CBC – April 18, 2012
In 2011, while Canada’s Department of Foreign Affairs publicly insisted it was trying to aid a Canadian held for more than two years by the Taliban, it was privately telling the RCMP to stop investigating the crime. Beverley Giesbrecht, a former businesswoman from Vancouver, was abducted in November 2008 while working as a fixer and journalist in Pakistan after she converted to Islam and adopted the name Khadija Abdul Qahaar.
In May 2011, the Department of Foreign Affairs revealed to CBC News that it believed Giesbrecht had died in captivity sometime in 2010, but a spokesperson added that it was continuing “to pursue all appropriate channels” to determine what happened. Documents obtained by CBC News through an access to information request, however, show that months earlier the department not only believed Giesbrecht was dead, but had told the RCMP it didn’t need to investigate.
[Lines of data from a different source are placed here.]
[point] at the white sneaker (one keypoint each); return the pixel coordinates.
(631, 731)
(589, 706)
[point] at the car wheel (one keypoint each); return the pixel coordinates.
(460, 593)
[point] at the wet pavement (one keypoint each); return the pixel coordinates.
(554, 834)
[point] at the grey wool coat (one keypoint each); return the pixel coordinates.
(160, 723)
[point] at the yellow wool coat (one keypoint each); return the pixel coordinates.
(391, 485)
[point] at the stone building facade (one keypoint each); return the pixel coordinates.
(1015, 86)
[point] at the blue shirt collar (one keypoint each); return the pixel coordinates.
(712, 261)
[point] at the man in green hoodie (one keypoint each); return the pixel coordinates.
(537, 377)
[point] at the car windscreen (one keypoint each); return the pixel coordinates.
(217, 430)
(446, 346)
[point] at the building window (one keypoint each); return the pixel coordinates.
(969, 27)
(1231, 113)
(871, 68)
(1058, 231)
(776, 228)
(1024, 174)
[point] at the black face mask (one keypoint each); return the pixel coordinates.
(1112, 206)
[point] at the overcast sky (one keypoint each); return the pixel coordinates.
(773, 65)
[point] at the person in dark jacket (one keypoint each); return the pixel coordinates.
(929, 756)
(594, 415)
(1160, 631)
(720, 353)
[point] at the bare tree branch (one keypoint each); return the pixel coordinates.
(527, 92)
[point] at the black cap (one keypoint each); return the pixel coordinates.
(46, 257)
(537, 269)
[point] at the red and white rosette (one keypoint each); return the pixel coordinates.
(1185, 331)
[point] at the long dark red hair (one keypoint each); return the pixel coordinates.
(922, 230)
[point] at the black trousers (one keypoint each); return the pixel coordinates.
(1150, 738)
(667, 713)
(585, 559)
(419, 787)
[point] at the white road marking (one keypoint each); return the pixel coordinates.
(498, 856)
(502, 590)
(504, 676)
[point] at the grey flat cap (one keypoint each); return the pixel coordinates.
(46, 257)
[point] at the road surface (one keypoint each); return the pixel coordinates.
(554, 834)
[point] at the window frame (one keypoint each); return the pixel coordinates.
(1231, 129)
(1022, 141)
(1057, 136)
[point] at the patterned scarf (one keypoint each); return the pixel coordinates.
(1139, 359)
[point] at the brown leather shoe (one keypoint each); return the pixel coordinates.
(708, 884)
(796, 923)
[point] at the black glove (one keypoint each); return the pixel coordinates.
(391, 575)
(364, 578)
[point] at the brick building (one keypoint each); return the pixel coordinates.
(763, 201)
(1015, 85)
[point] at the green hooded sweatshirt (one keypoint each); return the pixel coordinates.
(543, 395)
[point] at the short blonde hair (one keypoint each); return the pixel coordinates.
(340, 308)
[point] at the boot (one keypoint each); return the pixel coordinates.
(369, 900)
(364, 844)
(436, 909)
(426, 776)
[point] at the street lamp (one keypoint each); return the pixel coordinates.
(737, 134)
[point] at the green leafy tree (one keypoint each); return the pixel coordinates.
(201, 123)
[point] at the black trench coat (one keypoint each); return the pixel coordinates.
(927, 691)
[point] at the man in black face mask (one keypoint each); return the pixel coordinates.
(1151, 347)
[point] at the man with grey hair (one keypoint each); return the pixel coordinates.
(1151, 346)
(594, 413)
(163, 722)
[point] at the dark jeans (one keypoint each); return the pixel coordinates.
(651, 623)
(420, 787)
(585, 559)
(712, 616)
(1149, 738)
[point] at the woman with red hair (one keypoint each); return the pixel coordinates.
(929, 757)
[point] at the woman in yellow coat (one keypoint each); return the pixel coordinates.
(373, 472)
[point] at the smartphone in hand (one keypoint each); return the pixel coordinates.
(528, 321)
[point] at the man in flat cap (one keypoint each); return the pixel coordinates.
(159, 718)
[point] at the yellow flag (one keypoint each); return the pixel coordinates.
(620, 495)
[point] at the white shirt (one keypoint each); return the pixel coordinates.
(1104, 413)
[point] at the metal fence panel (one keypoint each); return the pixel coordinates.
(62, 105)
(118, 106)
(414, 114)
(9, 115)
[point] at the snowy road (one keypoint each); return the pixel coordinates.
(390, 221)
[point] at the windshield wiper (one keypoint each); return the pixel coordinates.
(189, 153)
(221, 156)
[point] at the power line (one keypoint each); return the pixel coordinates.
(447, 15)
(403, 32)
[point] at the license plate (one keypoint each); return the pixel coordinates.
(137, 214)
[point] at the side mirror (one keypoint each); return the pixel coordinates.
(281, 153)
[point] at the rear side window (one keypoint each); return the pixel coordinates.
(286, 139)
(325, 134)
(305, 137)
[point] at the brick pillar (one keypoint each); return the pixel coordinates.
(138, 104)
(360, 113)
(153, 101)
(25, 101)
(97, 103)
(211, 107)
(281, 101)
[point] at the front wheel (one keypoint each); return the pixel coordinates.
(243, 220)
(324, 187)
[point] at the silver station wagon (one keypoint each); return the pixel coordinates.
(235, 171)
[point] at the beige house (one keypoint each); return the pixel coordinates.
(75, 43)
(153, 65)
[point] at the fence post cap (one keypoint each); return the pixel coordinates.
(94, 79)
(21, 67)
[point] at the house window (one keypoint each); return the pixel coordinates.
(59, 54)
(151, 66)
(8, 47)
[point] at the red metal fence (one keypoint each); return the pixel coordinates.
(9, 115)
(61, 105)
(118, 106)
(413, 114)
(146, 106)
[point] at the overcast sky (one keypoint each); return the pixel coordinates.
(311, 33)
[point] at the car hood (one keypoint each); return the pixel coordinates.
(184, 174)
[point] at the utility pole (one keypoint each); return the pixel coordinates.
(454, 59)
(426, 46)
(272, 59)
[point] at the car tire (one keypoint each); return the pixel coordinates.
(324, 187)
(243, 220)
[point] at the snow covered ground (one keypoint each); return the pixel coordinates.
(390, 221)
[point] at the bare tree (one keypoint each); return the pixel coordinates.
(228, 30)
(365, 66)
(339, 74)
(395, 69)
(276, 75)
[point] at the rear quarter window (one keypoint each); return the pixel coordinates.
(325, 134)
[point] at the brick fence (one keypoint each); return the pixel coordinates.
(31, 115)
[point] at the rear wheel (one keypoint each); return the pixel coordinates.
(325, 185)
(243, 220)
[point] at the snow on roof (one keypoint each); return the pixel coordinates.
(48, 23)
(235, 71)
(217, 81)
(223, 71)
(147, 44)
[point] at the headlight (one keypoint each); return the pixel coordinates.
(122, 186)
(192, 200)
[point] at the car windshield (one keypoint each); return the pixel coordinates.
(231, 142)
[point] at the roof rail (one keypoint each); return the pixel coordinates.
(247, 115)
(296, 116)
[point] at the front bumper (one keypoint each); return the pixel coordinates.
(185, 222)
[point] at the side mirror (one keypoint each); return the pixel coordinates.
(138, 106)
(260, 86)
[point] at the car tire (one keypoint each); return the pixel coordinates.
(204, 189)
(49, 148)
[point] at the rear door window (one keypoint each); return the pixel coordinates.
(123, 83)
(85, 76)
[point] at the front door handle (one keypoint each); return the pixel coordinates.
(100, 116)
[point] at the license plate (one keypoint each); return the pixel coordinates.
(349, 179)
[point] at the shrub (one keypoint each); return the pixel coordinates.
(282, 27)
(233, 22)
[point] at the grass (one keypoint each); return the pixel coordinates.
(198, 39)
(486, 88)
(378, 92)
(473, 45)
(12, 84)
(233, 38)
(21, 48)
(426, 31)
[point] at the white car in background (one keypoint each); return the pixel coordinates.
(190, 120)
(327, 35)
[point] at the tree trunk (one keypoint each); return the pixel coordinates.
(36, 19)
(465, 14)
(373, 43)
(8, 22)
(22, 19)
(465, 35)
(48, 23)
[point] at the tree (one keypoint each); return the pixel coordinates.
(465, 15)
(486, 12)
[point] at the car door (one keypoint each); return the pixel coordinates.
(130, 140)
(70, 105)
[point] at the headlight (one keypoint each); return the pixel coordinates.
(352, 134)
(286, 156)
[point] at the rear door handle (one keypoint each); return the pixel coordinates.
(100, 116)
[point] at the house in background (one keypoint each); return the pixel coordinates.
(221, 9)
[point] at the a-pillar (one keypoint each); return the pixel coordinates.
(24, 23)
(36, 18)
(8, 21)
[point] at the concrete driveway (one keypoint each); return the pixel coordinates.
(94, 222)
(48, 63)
Foreign Affairs would not explain why it asked the RCMP to end its investigation. After this story was published, department spokeswoman Aliya Mawani issued a written statement that, “as a matter of policy, DFAIT does not, and cannot, instruct the RCMP on any operational or investigative matter,” adding that, “only the RCMP can make a decision to terminate an investigation.”
The Globe and Mail – March 17, 2011
Kidnapped in northern Pakistan in November 2008, West Vancouver’s Beverly Giesbrecht had dreamed of getting an interview with Osama bin Laden. A few months ago, there were unconfirmed reports in Pakistan media that she had died in captivity.
“She was in poor health going in,” her friend Mr. Cooper said of Ms. Giesbrecht, 53, a self-styled freelance journalist, who published a pro-Islamic website, Jihad Unspun, that was sympathetic to the Taliban. Mr. Cooper said he believes she died of hepatitis, after becoming sick while being held in unsanitary conditions.
Ms. Giesbrecht, who converted to Islam and took the name Khadija Abdul Qahaar, went to Pakistan in the summer of 2008 to conduct research on terrorism and with the hopes of interviewing top Taliban officials. Her visa application in Canada was supported by two letters from Al-Jazeera, but she wasn’t on staff with any media outlet, nor did she have a specific assignment. Pakistan government officials tried to negotiate through intermediaries for the release of Ms. Giesbrecht, but Mr. Cooper said the ransom demand – which in March, 2009, was for $375,000 (U.S.) – kept changing, and no deal was ever made.
In October 2008 a Canadian Muslim named Beverley Giesbrecht was kidnapped in a remote region in northwestern Pakistan. Since then, her whereabouts and wellbeing are unclear. Giesbrecht has been held captive by a Muslim group since Nov. 11. She is somewhere in northern Pakistan or in Afghanistan.
A former magazine publisher and advertising saleswoman, Giesbrecht left all the trappings from her former life in West Vancouver and started calling herself Khadija Abdul Qahaar. The last direct contact that her closest friend in West Vancouver had with Ms. Giesbrecht was in July. According to one source who spoke this week to the National Post, a video of Ms. Giesbrecht in captivity surfaced last month. It is the third video to appear since her abduction last year, but the only one not to have been broadcast on television or on the Internet.
Khadija Abdul Qahaar, a Web magazine publisher in British Colombia, along with her translator and guide, were seized at gunpoint while traveling in the North West Frontier Province of Pakistan, which borders Afghanistan. Ms. Qahaar was known as Beverly Giesbrecht prior to her conversion to Islam, and publishes the website jihadunspun.com. Mark Federman, an expert in media studies at the University of Toronto, said he had not previously heard of jihadunspun.com. But looking at the circumstances of the reported abduction, “my skepticism detectors start flashing on this one,” he said. While Mr. Federman acknowledged the threat of abduction was very real in the region Ms. Qahaar was travelling, he questioned the timing of a website posting calling for money to deter abduction the week prior.
Lisa Monette, spokesperson for Canada’s Department of Foreign Affairs did not confirm the report, but did say a Canadian was missing in Pakistan. Monette added, “The Department of Foreign Affairs and International Trade and the High Commission in Islamabad are working with Pakistani officials right now and they are pursuing all appropriate measures.”